Невидимая Россия - Василий Алексеев
Шрифт:
Интервал:
Закладка:
— Я всегда говорил, что нужна война и как можно скорее… — сказал Борис.
— Это говорят очень многие, — живо обернулся Григорий, — и война неизбежна потому, что с тех пор, как была объявлена первая пятилетка, началась подготовка к военному захвату мира. Я не понимаю только одного: если это совершенно очевидно нам, почему этого не понимают заграницей?
— Я думаю, заграницей это многие прекрасно понимают, — вмешался Павел. — Я убежден, что «Мюнхен» объясняется только тем, что англичане как бы говорят Гитлеру: если ты вооружаешься и усиливаешься для борьбы с СССР — мы тебе поможем, если ты, как большевики, хочешь мирового господства — мы будем с тобой воевать.
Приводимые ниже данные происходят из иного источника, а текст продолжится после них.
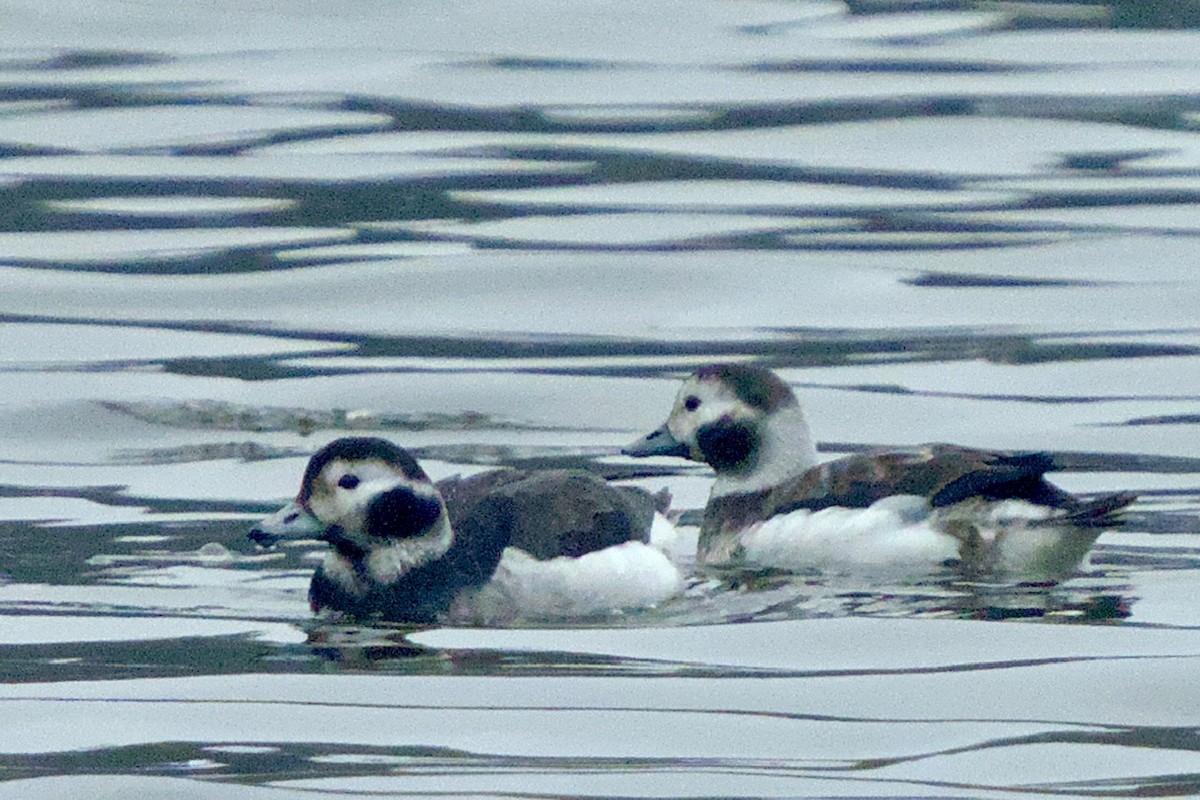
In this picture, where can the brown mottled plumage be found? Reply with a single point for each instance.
(984, 511)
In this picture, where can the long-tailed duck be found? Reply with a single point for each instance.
(933, 509)
(489, 548)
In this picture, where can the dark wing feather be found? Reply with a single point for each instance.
(550, 512)
(943, 474)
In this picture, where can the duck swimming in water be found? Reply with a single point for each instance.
(544, 545)
(929, 510)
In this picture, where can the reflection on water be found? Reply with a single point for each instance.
(497, 234)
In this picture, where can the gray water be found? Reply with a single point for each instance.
(498, 233)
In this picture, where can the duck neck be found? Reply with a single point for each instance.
(785, 451)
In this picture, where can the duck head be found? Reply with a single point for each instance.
(377, 509)
(741, 420)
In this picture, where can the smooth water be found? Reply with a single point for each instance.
(498, 233)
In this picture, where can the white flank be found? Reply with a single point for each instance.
(627, 576)
(879, 540)
(899, 539)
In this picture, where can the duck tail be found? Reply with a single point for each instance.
(1104, 511)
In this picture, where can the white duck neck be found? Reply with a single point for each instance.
(786, 450)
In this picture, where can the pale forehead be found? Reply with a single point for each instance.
(705, 386)
(365, 469)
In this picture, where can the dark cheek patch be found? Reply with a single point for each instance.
(727, 446)
(399, 513)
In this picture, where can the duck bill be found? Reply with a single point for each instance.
(657, 443)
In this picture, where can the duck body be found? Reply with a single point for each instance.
(555, 543)
(923, 511)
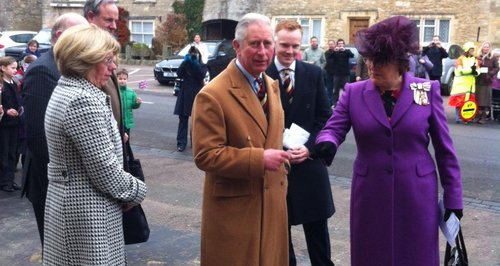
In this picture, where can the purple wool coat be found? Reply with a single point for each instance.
(394, 195)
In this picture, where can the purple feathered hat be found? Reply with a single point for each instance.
(389, 40)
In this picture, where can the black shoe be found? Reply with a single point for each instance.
(16, 186)
(7, 188)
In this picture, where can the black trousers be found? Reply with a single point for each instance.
(39, 209)
(318, 244)
(182, 131)
(8, 149)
— Но ведь война между Германией и Англией с Францией — чистейший абсурд. Ведь только этого и хочет Сталин! Ведь он сделает всё, чтобы их стравить между собой, остаться до времени в стороне, а когда они друг друга истощат, захватить силой всю Европу, — возразил Григорий, еще более раздражаясь.
— Никогда Англия не будет воевать с Германией! — убежденно сказал Борис.
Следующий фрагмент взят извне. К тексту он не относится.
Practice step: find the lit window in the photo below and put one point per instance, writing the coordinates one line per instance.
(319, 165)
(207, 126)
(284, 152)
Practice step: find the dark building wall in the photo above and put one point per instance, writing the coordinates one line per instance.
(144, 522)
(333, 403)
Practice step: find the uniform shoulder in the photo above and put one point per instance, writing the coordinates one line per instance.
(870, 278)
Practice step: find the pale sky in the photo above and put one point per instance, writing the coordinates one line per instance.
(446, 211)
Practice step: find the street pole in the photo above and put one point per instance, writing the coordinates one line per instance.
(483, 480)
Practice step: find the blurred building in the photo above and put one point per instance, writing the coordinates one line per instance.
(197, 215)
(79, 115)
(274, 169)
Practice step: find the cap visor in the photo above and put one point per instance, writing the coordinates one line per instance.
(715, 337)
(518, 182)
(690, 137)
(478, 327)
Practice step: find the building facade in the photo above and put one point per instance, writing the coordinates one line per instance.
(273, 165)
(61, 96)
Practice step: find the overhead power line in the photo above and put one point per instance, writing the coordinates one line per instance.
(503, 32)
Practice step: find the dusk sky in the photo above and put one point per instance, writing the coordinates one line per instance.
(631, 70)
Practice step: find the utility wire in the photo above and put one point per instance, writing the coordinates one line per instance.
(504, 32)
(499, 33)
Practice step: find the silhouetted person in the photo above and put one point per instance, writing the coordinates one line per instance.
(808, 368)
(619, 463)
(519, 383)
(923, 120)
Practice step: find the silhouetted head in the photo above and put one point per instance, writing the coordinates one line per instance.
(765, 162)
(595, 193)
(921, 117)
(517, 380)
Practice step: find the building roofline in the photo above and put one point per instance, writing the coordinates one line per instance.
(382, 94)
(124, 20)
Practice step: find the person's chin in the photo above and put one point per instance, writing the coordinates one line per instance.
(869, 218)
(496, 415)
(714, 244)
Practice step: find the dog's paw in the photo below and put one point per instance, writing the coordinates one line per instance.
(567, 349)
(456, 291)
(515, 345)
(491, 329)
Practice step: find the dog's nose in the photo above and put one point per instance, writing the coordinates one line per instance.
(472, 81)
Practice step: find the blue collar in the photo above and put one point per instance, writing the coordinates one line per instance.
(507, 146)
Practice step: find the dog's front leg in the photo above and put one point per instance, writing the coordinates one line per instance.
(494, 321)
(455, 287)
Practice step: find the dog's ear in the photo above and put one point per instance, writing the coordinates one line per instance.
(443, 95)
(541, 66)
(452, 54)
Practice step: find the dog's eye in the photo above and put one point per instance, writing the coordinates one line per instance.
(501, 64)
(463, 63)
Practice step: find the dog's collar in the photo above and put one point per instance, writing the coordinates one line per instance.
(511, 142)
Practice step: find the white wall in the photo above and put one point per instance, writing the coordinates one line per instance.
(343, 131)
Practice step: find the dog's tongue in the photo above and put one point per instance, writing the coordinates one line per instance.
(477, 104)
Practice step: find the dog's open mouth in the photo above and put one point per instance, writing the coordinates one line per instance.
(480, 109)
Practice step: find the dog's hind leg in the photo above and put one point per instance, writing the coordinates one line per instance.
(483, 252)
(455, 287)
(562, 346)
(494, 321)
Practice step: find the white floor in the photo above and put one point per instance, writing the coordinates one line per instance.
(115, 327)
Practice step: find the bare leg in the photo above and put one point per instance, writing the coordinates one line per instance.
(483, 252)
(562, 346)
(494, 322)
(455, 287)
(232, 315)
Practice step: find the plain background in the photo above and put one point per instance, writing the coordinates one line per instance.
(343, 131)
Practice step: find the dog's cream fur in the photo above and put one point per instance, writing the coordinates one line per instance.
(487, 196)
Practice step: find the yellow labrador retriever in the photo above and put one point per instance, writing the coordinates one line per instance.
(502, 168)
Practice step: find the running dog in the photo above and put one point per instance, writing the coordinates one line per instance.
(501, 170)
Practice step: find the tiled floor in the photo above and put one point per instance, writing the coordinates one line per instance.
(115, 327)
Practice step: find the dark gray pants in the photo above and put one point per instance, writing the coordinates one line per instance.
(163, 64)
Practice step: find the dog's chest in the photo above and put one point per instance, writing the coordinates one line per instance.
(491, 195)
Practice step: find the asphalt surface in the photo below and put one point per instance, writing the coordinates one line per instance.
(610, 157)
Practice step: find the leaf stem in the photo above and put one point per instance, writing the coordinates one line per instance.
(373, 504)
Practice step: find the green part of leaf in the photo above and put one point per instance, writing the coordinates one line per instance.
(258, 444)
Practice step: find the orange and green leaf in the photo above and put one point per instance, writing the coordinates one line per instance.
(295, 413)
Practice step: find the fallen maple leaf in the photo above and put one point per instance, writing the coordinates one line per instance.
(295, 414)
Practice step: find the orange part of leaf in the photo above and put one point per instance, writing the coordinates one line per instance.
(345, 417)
— Да, но ведь уже идут переговоры между советскими, французскими и английскими представителями генеральных штабов, — ответил Павел. — Я не думаю, что Гитлер настолько силен, чтобы выдержать войну на два фронта. По-моему, вся трагедия в том, что он хочет забрать еще Данциг и коридор и отказаться от неприятной обязанности уничтожать в России коммунизм. Вопрос для нас станет более ясным, если мы будем исходить из того, что в мире борются не две основные силы — коммунизм и капитализм, как нам подсказывают сами большевики, а три — СССР, Германия и демократии. СССР надеется стравить демократии с Гитлером; демократии, в лице, скажем, Англии, думают стравить Гитлера со Сталиным — конечно, чтобы избавиться от обоих. А Гитлер хочет балансировать между двумя возможными союзниками и захватить то, что легче захватить, например, Польшу.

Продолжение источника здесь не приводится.